In August 1989, Poland’s parliament did the unthinkable. The Soviet satellite state elected an anti-communist as its new prime minister.
The world waited with bated breath to see what would happen next. And then it happened: nothing.
When no Soviet tanks deployed to Poland to crush the rebels, political movements in other nations – first Hungary, followed by East Germany, Bulgaria, Czechoslovakia and Romania – soon followed in what became known as the Revolutions of 1989.
The collapse of Communism had begun.
‘Marx’s Ideological Heirs’
On October 25, 1989, a mere two months after Poland’s pivotal election, The New York Times published an article, headlined “The Mainstreaming of Marxism in US Colleges,” describing a strange and seemingly paradoxical phenomenon. Even as the world’s great experiment in Marxism was collapsing for all to see, Marxist ideas were taking root and becoming mainstream in the halls of American universities.
“As Karl Marx’s ideological heirs in Communist nations struggle to transform his political legacy, his intellectual heirs on American campuses have virtually completed their own transformation from brash, beleaguered outsiders to assimilated academic insiders,” wrote Felicity Barringer.
There were notable differences, however. The stark, unmistakable contrast between the grinding poverty of the Communist nations and the prosperity of Western economies had obliterated socialism’s claim to economic superiority.
As a result, orthodox Marxism, with its emphasis on economics, was no longer in vogue. Traditional Marxism was “retreating” and had become “unfashionable,” the Times reported.
“There are a lot of people who don’t want to call themselves Marxist,” Eugene D. Genovese, an eminent Marxist academic, told the Times. (Genovese, who died in 2012, later abandoned socialism and embraced traditional conservatism after rediscovering Catholicism.)
Marxism wasn’t truly retreating, however. It was simply adapting to survive.
Watching the upheaval in Poland and other Eastern bloc nations had convinced even Marxists that capitalism would not “give way to socialism” anytime soon. But this would cause an evolution of Marxist ideas, not an abandonment of them.
”Marx has become relativized,” Loren Graham, a historian at the Massachusetts Institute of Technology, told the Times.
Graham was just one of a dozen of the scholars the Times spoke to, a mix of economists, legal scholars, historians, sociologists, and literary critics. Most of them seemed to reach the same conclusion as Graham.
Marxism was not dying, it was mutating.
”Marxism and feminism, Marxism and deconstruction, Marxism and race – this is where the exciting debates are,” Jonathan M. Wiener, a professor of history at the University of California at Irvine, told the paper.
Marxism was still thriving, Barringer concluded, but not in the social sciences, “where there is a possibility of practical application,” but in abstract fields such as literary criticism.
A Strategic Shift
Marxism was not defeated. The Marxists had just staked out new turf.

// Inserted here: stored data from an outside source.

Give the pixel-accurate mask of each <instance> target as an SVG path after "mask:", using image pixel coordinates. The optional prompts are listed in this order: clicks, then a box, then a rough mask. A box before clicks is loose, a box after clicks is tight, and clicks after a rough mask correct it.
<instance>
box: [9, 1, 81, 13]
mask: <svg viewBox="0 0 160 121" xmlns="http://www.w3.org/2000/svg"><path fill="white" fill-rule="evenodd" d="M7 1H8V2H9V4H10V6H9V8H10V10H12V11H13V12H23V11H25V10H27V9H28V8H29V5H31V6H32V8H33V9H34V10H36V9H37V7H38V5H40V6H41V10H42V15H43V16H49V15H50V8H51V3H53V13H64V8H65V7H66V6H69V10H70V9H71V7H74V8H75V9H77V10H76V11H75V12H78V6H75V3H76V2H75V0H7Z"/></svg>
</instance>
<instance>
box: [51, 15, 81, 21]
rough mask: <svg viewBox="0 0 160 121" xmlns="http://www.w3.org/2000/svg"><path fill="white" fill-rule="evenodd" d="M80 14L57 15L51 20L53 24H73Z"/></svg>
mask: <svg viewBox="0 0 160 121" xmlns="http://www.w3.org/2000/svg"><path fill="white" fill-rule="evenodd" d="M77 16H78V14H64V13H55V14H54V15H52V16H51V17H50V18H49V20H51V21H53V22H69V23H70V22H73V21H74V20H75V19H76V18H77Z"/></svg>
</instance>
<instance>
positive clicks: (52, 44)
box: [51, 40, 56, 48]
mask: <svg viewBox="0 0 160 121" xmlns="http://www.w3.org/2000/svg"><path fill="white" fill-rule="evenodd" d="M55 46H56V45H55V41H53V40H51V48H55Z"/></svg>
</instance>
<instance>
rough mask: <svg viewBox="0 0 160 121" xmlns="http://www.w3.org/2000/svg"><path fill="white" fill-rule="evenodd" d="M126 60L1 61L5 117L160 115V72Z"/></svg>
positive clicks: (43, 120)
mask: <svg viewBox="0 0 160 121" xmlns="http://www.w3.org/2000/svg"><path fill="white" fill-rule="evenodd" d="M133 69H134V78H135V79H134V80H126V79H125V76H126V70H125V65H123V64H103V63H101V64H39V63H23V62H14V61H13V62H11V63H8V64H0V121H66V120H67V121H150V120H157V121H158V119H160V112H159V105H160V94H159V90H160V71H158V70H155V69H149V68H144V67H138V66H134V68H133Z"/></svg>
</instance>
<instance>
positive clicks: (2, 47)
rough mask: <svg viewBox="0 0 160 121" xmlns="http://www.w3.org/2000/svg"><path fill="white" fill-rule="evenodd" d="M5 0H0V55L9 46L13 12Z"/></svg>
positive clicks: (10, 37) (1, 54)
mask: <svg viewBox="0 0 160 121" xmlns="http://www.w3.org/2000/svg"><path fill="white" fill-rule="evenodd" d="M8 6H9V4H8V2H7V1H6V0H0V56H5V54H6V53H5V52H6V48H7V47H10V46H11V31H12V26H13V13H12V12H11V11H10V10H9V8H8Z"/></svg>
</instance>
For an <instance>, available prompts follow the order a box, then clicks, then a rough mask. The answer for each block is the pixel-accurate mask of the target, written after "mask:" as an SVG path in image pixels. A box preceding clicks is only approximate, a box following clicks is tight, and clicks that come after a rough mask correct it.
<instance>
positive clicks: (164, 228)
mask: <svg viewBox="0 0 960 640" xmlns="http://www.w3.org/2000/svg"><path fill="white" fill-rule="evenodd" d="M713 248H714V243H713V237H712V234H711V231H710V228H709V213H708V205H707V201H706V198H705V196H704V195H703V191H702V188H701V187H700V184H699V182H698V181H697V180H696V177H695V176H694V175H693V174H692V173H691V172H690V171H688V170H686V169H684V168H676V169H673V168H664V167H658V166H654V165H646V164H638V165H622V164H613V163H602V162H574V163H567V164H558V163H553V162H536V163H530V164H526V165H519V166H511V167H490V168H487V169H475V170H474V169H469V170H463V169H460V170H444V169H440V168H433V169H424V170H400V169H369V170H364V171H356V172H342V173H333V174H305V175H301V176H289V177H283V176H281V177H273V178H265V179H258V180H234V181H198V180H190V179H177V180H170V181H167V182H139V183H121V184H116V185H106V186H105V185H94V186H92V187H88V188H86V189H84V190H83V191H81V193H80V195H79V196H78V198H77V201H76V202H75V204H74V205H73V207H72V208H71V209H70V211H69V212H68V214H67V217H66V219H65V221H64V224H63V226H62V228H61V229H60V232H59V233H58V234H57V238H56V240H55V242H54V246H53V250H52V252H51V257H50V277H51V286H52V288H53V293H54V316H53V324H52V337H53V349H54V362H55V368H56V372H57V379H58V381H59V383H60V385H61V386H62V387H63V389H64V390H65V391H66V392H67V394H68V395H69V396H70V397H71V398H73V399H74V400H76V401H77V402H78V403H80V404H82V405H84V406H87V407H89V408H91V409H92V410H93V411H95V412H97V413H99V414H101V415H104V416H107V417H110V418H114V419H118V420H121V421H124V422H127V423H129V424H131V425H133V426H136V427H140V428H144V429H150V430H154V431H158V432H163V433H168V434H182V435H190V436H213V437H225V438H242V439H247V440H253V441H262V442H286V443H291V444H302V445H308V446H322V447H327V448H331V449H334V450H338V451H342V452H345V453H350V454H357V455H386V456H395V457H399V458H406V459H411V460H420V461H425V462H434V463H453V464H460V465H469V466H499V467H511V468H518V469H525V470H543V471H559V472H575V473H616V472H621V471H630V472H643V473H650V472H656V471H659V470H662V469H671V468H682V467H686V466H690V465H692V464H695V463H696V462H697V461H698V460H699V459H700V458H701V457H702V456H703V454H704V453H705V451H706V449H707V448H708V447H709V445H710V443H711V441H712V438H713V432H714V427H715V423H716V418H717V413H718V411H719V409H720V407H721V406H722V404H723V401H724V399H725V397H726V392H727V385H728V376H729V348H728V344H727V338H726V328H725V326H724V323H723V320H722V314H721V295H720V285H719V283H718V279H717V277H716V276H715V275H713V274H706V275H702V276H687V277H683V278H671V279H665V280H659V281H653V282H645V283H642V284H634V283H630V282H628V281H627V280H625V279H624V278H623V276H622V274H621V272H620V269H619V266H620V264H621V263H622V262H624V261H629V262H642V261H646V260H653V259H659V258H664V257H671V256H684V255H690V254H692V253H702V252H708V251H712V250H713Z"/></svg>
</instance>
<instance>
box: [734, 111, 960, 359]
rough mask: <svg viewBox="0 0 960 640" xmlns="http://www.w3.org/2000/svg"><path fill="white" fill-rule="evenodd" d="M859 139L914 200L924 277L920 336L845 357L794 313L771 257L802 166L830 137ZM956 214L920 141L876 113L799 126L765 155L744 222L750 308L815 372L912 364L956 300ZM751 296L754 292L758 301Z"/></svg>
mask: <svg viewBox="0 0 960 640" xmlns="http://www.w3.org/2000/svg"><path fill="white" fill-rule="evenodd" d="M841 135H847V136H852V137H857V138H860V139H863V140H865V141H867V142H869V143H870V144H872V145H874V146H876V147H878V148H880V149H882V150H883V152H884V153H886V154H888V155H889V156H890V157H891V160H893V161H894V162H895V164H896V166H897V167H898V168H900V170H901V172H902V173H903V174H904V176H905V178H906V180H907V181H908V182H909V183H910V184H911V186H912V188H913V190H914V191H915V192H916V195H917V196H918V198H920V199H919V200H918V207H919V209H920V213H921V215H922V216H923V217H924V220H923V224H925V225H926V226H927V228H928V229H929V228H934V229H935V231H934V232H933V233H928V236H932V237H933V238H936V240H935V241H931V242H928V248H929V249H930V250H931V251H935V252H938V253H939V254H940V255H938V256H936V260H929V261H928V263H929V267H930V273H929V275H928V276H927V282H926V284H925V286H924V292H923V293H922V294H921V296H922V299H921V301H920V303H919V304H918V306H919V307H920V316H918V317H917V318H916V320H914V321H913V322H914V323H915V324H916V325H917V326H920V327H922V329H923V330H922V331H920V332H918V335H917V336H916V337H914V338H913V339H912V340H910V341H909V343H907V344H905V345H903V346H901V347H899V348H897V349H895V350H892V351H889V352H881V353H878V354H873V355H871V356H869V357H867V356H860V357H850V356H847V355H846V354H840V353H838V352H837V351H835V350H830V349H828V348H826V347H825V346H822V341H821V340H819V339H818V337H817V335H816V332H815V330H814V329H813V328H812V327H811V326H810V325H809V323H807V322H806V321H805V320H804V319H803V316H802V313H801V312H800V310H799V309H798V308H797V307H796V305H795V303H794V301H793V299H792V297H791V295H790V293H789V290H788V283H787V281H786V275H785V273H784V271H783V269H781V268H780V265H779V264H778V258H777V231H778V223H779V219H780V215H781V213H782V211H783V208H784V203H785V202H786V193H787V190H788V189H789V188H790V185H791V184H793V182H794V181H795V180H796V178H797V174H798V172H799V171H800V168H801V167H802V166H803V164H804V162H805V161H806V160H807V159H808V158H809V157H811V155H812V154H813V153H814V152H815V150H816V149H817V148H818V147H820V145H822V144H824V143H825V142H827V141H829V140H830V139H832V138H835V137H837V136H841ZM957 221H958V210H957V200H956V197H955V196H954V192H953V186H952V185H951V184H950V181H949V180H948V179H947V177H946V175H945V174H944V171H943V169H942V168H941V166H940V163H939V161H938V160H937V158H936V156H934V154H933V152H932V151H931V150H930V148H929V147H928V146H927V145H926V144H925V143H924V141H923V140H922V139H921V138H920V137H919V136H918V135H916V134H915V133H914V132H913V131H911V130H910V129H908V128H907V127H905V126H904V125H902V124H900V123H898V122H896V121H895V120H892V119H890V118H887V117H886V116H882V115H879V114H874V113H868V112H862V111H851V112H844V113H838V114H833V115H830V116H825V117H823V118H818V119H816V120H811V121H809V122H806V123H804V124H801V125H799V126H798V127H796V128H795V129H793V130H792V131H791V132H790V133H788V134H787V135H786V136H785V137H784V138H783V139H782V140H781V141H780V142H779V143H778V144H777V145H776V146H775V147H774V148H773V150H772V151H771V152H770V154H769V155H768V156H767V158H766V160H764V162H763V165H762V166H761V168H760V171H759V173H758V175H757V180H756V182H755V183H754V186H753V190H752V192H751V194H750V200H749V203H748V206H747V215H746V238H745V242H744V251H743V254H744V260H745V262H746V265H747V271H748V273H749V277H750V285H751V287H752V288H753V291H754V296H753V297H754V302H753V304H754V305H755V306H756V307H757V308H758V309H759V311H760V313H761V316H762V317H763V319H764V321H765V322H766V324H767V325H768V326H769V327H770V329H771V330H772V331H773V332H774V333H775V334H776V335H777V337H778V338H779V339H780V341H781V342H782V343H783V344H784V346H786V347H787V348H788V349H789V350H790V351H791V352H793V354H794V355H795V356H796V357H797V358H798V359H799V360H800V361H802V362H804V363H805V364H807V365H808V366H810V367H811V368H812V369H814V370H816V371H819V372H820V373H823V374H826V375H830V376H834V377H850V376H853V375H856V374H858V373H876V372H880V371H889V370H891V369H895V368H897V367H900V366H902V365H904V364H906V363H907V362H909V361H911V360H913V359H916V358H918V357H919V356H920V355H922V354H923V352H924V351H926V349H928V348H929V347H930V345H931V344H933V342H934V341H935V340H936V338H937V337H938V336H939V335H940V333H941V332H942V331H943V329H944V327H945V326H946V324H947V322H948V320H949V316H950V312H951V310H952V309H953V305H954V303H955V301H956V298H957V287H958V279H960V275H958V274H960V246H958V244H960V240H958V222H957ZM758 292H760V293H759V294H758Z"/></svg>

And it was a highly strategic move. “Practical application” of Marxism had proven disastrous. Communism had been tried as a governing philosophy and had failed catastrophically, leading to mass starvation, impoverishment, persecution, and murder. But, in the ivory tower of the American university system, professors could inculcate Marxist ideas in the minds of their students without risk of being refuted by reality.
Yet, it wasn’t happening in university economics departments, because Marxism’s credentials in that discipline were too tarnished by its “practical” track record. Instead, Marxism was thriving in English departments and other more abstract disciplines.
In these studies, economics was downplayed, and other key aspects of the Marxist worldview came to the fore. The Marxist class war doctrine was still emphasized. But instead of capital versus labor, it was the patriarchy versus women, the racially privileged versus the marginalized, etc. Students were taught to see every social relation through the lens of oppression and conflict.
After absorbing Marxist ideas (even when those ideas weren’t called “Marxist”), generations of university graduates carried those ideas into other important American institutions: the arts, media, government, public schools, even eventually into human resources departments and corporate boardrooms. (This is known as “the long march through the institutions,” as coined by the early twentieth-century Marxist theoretician Antonio Gramsci.)
Indeed, it was recently revealed that federal agencies have spent millions of taxpayer dollars on programs training employees to acknowledge their “white privilege.” These training programs are also found in countless schools and corporations, and people who have questioned the appropriateness of these programs have found themselves summarily fired.
A huge part of today’s culture is a consequence of this movement. Widespread “wokeness,” all-pervasive identity politics, victimism, cancel culture, rioters self-righteously destroying people’s livelihoods and menacing passersby: all largely stem from Marxist presumptions (especially Marxism’s distorted fixations on oppression and conflict) that have been incubating in the universities, especially since the late 80s.
As it turned out, what was happening in American universities in 1989 was just as pivotal as what was happening in European parliaments.
Especially in an election year, it can be easy to fixate on the political fray. But the lesson of 1989 is that today’s culture and ideas are tomorrow’s politics and policies.
That is why the fate of freedom rests on education.